Kalayci T. A., Asan U.

JOURNAL OF INTELLIGENT & FUZZY SYSTEMS, vol.39, no.5, pp.6487-6496, 2020 (SCI-Expanded) identifier identifier

  • Publication Type: Article / Article
  • Volume: 39 Issue: 5
  • Publication Date: 2020
  • Doi Number: 10.3233/jifs-189112
  • Journal Indexes: Science Citation Index Expanded (SCI-EXPANDED), Scopus, Academic Search Premier, Aerospace Database, Applied Science & Technology Source, Business Source Elite, Business Source Premier, Communication Abstracts, Compendex, Computer & Applied Sciences, INSPEC, Metadex, zbMATH, Civil Engineering Abstracts
  • Page Numbers: pp.6487-6496
  • Keywords: Neural networks, fuzzy clustering, classification, regularization, machine learning, PERFORMANCE, DROPOUT
  • Istanbul Technical University Affiliated: Yes


A frequently encountered case in developing a classification model is the presence of embedded clusters, formed by data used for training. A good example for this case may be the differences in purchasing styles of e-commerce customers in a purchase propensity modelling problem. While some customers prefer a detailed research about prices, functionalities and comments, some others may need a shorter examination to make a purchase decision.
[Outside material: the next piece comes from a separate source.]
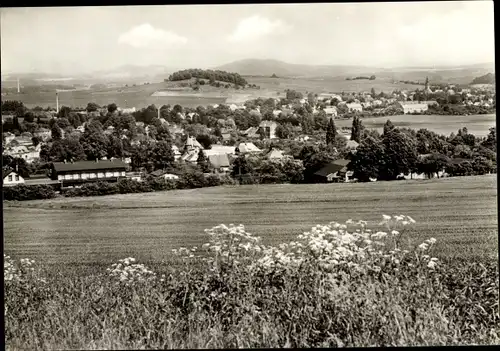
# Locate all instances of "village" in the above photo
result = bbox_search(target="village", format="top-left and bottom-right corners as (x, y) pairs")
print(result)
(2, 79), (496, 194)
Although feeding such cluster information into the classification model has been shown by recent studies to improve the prediction performance, this valuable information has been largely ignored in classical modeling techniques in general and neural networks in particular. This paper proposes a feedforward neural network regularization method which incorporates cluster information into networks' hidden nodes. Within the forward propagation and backpropagation calculations of the network, a non-randomized matrix is used to assign hidden nodes to different observation clusters. This matrix manipulates the activation value of a hidden node for each observation in line with the observation's membership degree to the cluster that the node is assigned to. Also, through the alternating use of randomized binary and non-randomized matrices within iterations, the proposed method successfully fulfills the regularization task. Experiments were performed for different settings and network architectures. Empirical results demonstrate that the proposed method works well in practice and performs statistically significantly better than existing alternatives.